Have you ever been intimidated by a pattern because of a button fly? It does seem pretty complicated but turns out, it’s not hard to sew at all! Today we are going to show you how to construct and install a button fly for that classic, vintage look.
Fabric of your choice. In this tutorial we are using our 4C22 INSIGNIA BLUE Softened Heavy Weight Linen
Matching sewing thread, 4 large buttons (32L), 1 extra large button (38-40L), fusible interfacing
Scissors, pins, ruler, chalk, measuring tape, fabric marker, buttonhole foot, seam ripper, needle, sewing machine
Pattern of your choice that features a button fly.
Anatomy of a Button Fly
A button fly is a front opening on pants, jeans, shorts or skirts that fastens with buttons. It consists of:
- fly facing
- fly shield (also known as underlap)
- fly placket
Fly facing conceals the buttons from the right side of your garment, fly shield is used to attach buttons and fly placket – buttonholes. When closed, buttons are completely invisible.
Note: To avoid shrinkage, prewash your fabric and tumble dry it until it is still slightly moist. Iron the fabric so it is easier to work with.
1. To start, interface the wrong side of your fly facing and the buttonhole half of the placket.
2. Place your two front legs right side facing you and cut out the seam allowance from left front piece.
3. Serge/zigzag the crotch raw edges on two front legs and the outer edge of fly facing to prevent the fabric from fraying in the future.
4. Fold fly shield in half lengthwise with right sides together and stitch along the diagonal bottom edge at the indicated seam allowance (in this tutorial we are using our standard 3/8” (1 cm) seam allowance).
5. Trim the seam allowance, clip the inner corner and turn the shield right sides out. Press and serge/zigzag raw edges together.
6. Fold fly placket in half wrong sides together and sew your buttonholes as indicated on the pattern piece (we have a great step-by-step tutorial about sewing buttonholes HERE). Be mindful of the seam allowances and don’t place your buttonholes too close. Cut the buttonholes open using a seam ripper and serge/zigzag the long raw edges together.
7. Pin fly shield to right front leg (the one that has seam allowance) right sides together. Stitch at a 3/8” seam allowance, stopping 3/8” from the bottom edge.

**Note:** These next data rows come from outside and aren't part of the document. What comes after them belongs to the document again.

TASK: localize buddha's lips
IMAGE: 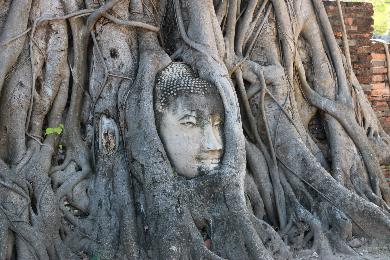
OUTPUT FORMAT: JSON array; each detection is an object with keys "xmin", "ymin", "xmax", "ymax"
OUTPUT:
[{"xmin": 198, "ymin": 158, "xmax": 221, "ymax": 165}]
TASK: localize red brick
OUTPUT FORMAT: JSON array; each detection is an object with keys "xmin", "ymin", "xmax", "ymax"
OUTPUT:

8. Press fly shield away from main fabric and the seam allowance towards the main fabric.
Edgestitch 1/16” away from the fold.
9. Now take your left leg (without the crotch seam allowance) and your fly facing and pin the two right sides together. Stitch at a 3/8” seam allowance, stopping 3/8” from the bottom edge.
Press the facing and the seam allowance away from main fabric.
10. Clip to the point where your seam ends (the meeting point of the two seam allowances). Cut to, but not through the seam line.
11. Turn facing to the inside and press. Edgestitch 1/16” away from the fold.
12. Working from the wrong side of your fabric, line up the placket with the left fly facing. It should line up with the top/waist edge and sit about 1/16″ away from the center front seam as you want it to sit just slightly in and not peaking out from the right side.
Tip: Sew a line of stitching in between each buttonhole to make your button fly sit nice and flat.
13. Baste the two together (using a contrasting thread) along the stitching line (your seam allowance).
14. Working from the right side, topstitch along basting stitches. Remove basting stitches.
15. Pin the two legs along the crotch right sides together.
16. Stitch the two legs together along the curve stopping at the dot where the button fly seam ends (marked here with a yellow pin).
17. Press the seam allowances towards left leg and topstitch along crotch seam 1/4” away from the seam. Stitch a small horizontal bar tack 3/8” past front fly stitching to secure the button fly. This really locks the placket, shield and pants together nicely.
18. Follow your pattern instructions to attach the waistband to complete your project.
19. Once you’ve sewn your waistband buttonhole, you can mark the locations of all your buttons. Close the fly and use a pencil to mark the buttons location through the buttonholes.
20. Attach your buttons and you are all done!
There is no need to be deterred by that button fly – now you can do it!